Wiping out revenue deficit by 2008-09 will be a tough order while continuing forex inflows could create macro-economic problems, Economic Affairs secretary Rakesh Mohan cautioned on Thursday while putting up a strong case for continuance of reforms to attain a higher growth.
Although inflation expectation has come down to 4-5 per cent from 7 per cent a few years ago, Mohan indicated that there was no reason to be complacent as long as global oil prices are hovering at a high of $50.
Justifying the Budget proposals on tax reforms, he said tax-GDP ratio has to go up for revenue deficit and fiscal deficit to come down.
With Fiscal Responsibility and Budget Management, revenue deficit has to come down to zero by 2008-09. It is a tough order, Mohan said at the India Trade and Investment Forum organised by Confederation of Indian Industry.
The task was all the more difficult, as Centre has to increase the devolution of taxes to states offered debt relief and increased grants as per the recommendation of 12th Finance Commission.
Revenue deficit, which was a meager 2.5 per cent in 1996-97, started rising since then and peaked to 4.4 per cent of GDP in 2001-02, has been estimated at 2.7 per cent for 2004 -05 and 2005-06.
Fiscal deficit also has to come down to 3 per cent of GDP by 2008-09, he said, adding, "We are on track.
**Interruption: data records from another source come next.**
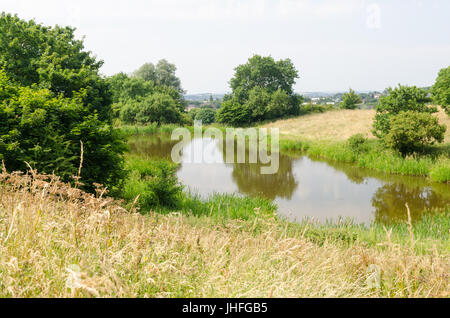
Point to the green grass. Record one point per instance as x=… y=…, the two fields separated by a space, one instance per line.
x=375 y=157
x=152 y=185
x=429 y=232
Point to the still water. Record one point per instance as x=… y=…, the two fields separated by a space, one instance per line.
x=303 y=187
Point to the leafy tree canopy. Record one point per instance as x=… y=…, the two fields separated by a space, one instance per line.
x=139 y=101
x=441 y=89
x=402 y=98
x=261 y=90
x=350 y=100
x=163 y=74
x=44 y=129
x=51 y=57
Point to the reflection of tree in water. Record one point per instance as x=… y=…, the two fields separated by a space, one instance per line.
x=389 y=202
x=249 y=179
x=154 y=146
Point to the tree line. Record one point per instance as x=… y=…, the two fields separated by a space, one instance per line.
x=53 y=100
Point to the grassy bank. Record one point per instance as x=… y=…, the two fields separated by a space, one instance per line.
x=374 y=156
x=324 y=135
x=57 y=241
x=153 y=186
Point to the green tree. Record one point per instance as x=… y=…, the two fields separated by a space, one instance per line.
x=263 y=72
x=44 y=129
x=206 y=115
x=52 y=58
x=441 y=89
x=163 y=74
x=402 y=98
x=412 y=131
x=261 y=90
x=350 y=100
x=158 y=108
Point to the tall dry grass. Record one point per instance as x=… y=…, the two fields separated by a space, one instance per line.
x=338 y=125
x=56 y=241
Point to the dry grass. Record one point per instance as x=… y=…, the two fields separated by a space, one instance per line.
x=337 y=125
x=56 y=241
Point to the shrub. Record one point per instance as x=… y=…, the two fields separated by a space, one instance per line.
x=158 y=108
x=206 y=115
x=261 y=90
x=155 y=182
x=412 y=131
x=359 y=143
x=441 y=89
x=45 y=130
x=400 y=99
x=350 y=100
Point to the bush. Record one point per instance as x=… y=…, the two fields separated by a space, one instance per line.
x=359 y=143
x=400 y=99
x=350 y=100
x=411 y=132
x=155 y=182
x=441 y=89
x=45 y=130
x=261 y=90
x=31 y=53
x=206 y=115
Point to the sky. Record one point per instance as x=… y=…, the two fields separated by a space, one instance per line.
x=335 y=44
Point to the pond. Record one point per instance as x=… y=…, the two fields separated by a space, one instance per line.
x=303 y=187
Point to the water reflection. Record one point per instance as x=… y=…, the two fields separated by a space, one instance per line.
x=303 y=187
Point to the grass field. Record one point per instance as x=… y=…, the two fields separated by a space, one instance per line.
x=56 y=241
x=337 y=125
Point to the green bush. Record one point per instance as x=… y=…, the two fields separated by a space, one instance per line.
x=45 y=130
x=52 y=58
x=350 y=100
x=261 y=90
x=412 y=132
x=206 y=115
x=359 y=143
x=441 y=89
x=139 y=101
x=400 y=99
x=154 y=182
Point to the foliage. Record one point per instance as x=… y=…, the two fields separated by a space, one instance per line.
x=139 y=101
x=45 y=130
x=52 y=58
x=153 y=182
x=402 y=98
x=52 y=97
x=359 y=143
x=59 y=241
x=350 y=100
x=376 y=158
x=411 y=132
x=261 y=90
x=206 y=115
x=441 y=89
x=163 y=74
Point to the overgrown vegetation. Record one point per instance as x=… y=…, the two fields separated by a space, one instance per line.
x=66 y=243
x=373 y=155
x=52 y=99
x=140 y=101
x=404 y=122
x=261 y=90
x=350 y=100
x=441 y=89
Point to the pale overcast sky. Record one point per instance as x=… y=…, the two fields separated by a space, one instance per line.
x=335 y=44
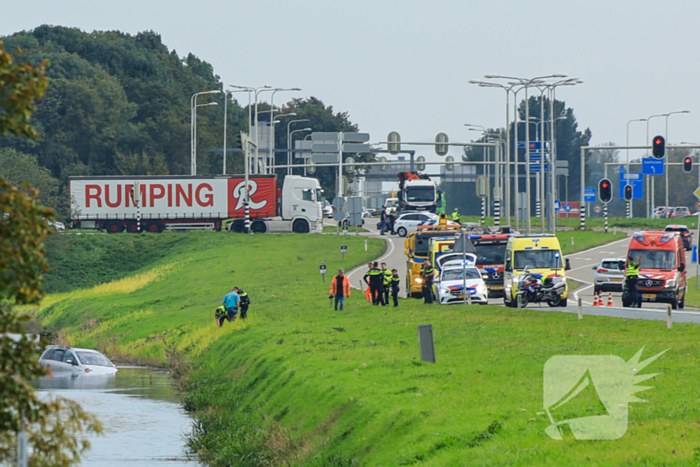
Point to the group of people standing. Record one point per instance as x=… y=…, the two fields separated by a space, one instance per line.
x=234 y=301
x=382 y=283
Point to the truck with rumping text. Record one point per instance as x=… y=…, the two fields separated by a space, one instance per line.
x=177 y=202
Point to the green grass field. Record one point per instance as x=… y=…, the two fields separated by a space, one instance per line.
x=300 y=384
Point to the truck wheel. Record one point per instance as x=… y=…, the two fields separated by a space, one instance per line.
x=237 y=226
x=258 y=227
x=115 y=227
x=300 y=226
x=133 y=228
x=154 y=227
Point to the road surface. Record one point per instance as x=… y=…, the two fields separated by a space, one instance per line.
x=582 y=264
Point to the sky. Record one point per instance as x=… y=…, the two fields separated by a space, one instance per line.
x=405 y=65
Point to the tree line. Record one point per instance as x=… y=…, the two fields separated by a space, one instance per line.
x=119 y=104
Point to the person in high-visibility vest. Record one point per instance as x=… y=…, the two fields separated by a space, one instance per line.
x=340 y=289
x=631 y=278
x=395 y=285
x=386 y=277
x=244 y=301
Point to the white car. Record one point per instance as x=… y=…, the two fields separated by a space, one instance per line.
x=451 y=285
x=69 y=360
x=409 y=221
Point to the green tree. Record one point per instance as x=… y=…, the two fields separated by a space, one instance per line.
x=19 y=168
x=321 y=118
x=52 y=427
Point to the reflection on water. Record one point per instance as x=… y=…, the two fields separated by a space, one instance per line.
x=143 y=421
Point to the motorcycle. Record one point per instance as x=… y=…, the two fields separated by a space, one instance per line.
x=533 y=288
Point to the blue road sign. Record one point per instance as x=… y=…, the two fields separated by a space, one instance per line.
x=534 y=145
x=636 y=180
x=589 y=195
x=537 y=156
x=652 y=166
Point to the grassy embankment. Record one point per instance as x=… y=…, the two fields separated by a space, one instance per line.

Fiscal deficit was 6.4-6.5 per cent during 1993-94 but is estimated at 4.5 per cent this fiscal and 4.3 per cent in 2005-06."
With reduction in Centre's deficit and more number of states enacting FRBM legislations, Mohan said, "government's borrowing will come down."
To ensure reduction in revenue and fiscal deficits, Mohan said the tax:GDP ratio has to go up. "tax:GDP ratio has increased by 1.6 per cent to 9.8 per cent in 2004-05."
Next fiscal, tax-GDP ratio has to cross the double-digit mark, he said adding that income tax-GDP ratio was estimated at 1.9 per cent and Corporate Tax-GDP ratio was slated to go upto 3.18 per cent in 2005-06.
He said the government will continue with the tax reforms especially in the areas of income and corporate taxes while reducing customs duties and excise duties.
The buoyancy in tax collection could come as a result of high growth in manufacturing sector and the economy as a whole. Manufacturing sector is expected to grow by 9 per cent, he said.
Appreciating India Inc for going through the "pain" of high interest rate regime and increasing competition in the last few years, he said, "now the financial structure of companies are much better than what it was 15 years ago."
Exports have also increased despite fall in tariff rates and appreciation in rupee against the US dollar, while forex reserves is now at over $135 billion.